Podcasts from the website TheResusRoom.co.uk Promoting excellent care in and around the resus room, concentrating on critical appraisal, evidenced based medicine and international guidelines.TheResusRoom Hygiene & Healthy Living Physical Illness & Disease Science
Episodes
  • May 2026; papers of the month
    May 1 2026

    This month's Papers of the Month is a real mix of papers that challenge some of the things we think we know, whilst also highlighting just how important systems and processes are in improving patient care.

    We start with intracerebral haemorrhage and the tricky issue of blood pressure management. We've all been taught that early, aggressive blood pressure reduction is key, but this paper raises some important questions about whether we may sometimes be overshooting. It looks at whether rapidly driving the blood pressure down really improves outcomes, or whether going too low may actually be associated with harm.

    From there, we move into trauma, with a sobering look at the timing of deaths from uncontrolled haemorrhage. Despite all of the advances in trauma systems, blood products, haemostatic resuscitation and major trauma care, this paper suggests that the overall timing of haemorrhagic deaths has changed very little in the last 30 years. It is a stark reminder that bleeding remains one of the biggest challenges we face, and that there is still plenty of work to do if we want to reduce preventable deaths.

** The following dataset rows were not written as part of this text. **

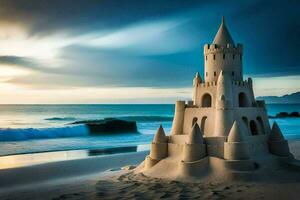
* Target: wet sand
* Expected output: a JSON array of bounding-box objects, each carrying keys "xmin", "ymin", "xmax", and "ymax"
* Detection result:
[{"xmin": 0, "ymin": 141, "xmax": 300, "ymax": 200}]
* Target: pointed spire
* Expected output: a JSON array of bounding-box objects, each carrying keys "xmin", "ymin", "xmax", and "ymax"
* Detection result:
[
  {"xmin": 153, "ymin": 125, "xmax": 167, "ymax": 143},
  {"xmin": 186, "ymin": 123, "xmax": 203, "ymax": 144},
  {"xmin": 194, "ymin": 72, "xmax": 202, "ymax": 84},
  {"xmin": 269, "ymin": 122, "xmax": 284, "ymax": 141},
  {"xmin": 227, "ymin": 121, "xmax": 245, "ymax": 142},
  {"xmin": 217, "ymin": 70, "xmax": 231, "ymax": 83},
  {"xmin": 213, "ymin": 16, "xmax": 234, "ymax": 46}
]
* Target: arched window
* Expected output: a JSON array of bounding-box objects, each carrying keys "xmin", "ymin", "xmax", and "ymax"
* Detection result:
[
  {"xmin": 239, "ymin": 92, "xmax": 249, "ymax": 107},
  {"xmin": 250, "ymin": 120, "xmax": 258, "ymax": 135},
  {"xmin": 256, "ymin": 117, "xmax": 265, "ymax": 134},
  {"xmin": 201, "ymin": 116, "xmax": 207, "ymax": 135},
  {"xmin": 242, "ymin": 117, "xmax": 249, "ymax": 134},
  {"xmin": 202, "ymin": 93, "xmax": 211, "ymax": 107},
  {"xmin": 192, "ymin": 117, "xmax": 198, "ymax": 127}
]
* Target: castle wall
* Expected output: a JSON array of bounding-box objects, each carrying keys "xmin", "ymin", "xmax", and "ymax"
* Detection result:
[
  {"xmin": 183, "ymin": 107, "xmax": 270, "ymax": 137},
  {"xmin": 204, "ymin": 44, "xmax": 243, "ymax": 82},
  {"xmin": 194, "ymin": 81, "xmax": 255, "ymax": 107}
]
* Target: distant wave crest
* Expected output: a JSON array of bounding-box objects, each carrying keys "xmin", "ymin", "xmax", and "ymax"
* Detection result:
[
  {"xmin": 44, "ymin": 117, "xmax": 76, "ymax": 121},
  {"xmin": 0, "ymin": 125, "xmax": 89, "ymax": 142},
  {"xmin": 116, "ymin": 116, "xmax": 173, "ymax": 122}
]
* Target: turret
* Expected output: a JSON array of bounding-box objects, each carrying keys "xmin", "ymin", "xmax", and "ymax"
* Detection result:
[
  {"xmin": 268, "ymin": 122, "xmax": 290, "ymax": 156},
  {"xmin": 145, "ymin": 125, "xmax": 168, "ymax": 169},
  {"xmin": 224, "ymin": 121, "xmax": 250, "ymax": 160},
  {"xmin": 193, "ymin": 72, "xmax": 202, "ymax": 104},
  {"xmin": 214, "ymin": 71, "xmax": 233, "ymax": 136},
  {"xmin": 183, "ymin": 123, "xmax": 206, "ymax": 162},
  {"xmin": 150, "ymin": 125, "xmax": 168, "ymax": 160},
  {"xmin": 204, "ymin": 17, "xmax": 243, "ymax": 82},
  {"xmin": 171, "ymin": 101, "xmax": 185, "ymax": 135}
]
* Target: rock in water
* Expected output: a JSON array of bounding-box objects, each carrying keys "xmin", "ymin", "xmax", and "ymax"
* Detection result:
[{"xmin": 72, "ymin": 118, "xmax": 137, "ymax": 134}]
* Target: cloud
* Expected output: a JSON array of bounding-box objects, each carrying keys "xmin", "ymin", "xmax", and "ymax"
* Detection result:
[{"xmin": 0, "ymin": 0, "xmax": 300, "ymax": 103}]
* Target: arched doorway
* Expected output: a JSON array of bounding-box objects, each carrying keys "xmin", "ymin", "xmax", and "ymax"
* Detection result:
[
  {"xmin": 192, "ymin": 117, "xmax": 198, "ymax": 127},
  {"xmin": 256, "ymin": 117, "xmax": 265, "ymax": 134},
  {"xmin": 201, "ymin": 93, "xmax": 211, "ymax": 107},
  {"xmin": 242, "ymin": 117, "xmax": 249, "ymax": 134},
  {"xmin": 250, "ymin": 120, "xmax": 258, "ymax": 135},
  {"xmin": 239, "ymin": 92, "xmax": 249, "ymax": 107},
  {"xmin": 201, "ymin": 116, "xmax": 207, "ymax": 135}
]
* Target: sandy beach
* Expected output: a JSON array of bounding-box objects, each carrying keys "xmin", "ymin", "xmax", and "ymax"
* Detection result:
[{"xmin": 0, "ymin": 140, "xmax": 300, "ymax": 199}]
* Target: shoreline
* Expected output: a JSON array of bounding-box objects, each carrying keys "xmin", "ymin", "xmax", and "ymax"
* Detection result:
[{"xmin": 0, "ymin": 140, "xmax": 300, "ymax": 200}]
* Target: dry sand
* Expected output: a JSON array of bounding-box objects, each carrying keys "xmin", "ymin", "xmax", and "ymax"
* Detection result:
[{"xmin": 0, "ymin": 141, "xmax": 300, "ymax": 200}]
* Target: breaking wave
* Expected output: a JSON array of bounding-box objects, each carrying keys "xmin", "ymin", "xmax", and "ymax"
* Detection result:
[
  {"xmin": 116, "ymin": 116, "xmax": 173, "ymax": 122},
  {"xmin": 44, "ymin": 117, "xmax": 76, "ymax": 121},
  {"xmin": 0, "ymin": 125, "xmax": 89, "ymax": 142}
]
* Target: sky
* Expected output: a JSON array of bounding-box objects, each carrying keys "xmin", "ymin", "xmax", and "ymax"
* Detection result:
[{"xmin": 0, "ymin": 0, "xmax": 300, "ymax": 104}]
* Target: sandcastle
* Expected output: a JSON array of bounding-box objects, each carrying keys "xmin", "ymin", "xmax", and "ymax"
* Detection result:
[{"xmin": 136, "ymin": 17, "xmax": 293, "ymax": 179}]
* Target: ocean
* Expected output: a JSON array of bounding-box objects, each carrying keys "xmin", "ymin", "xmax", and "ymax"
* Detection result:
[{"xmin": 0, "ymin": 104, "xmax": 300, "ymax": 156}]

    Finally, we finish with something a bit different but arguably just as important: airway governance and quality improvement. This paper from Ireland looks at how a structured programme of airway training, governance, simulation and feedback can improve first-pass success and keep complication rates low. It's a really useful reminder that good outcomes are not just about kit and technical skills, but about systems, training, competency and making sure teams maintain currency through repeated exposure and practice.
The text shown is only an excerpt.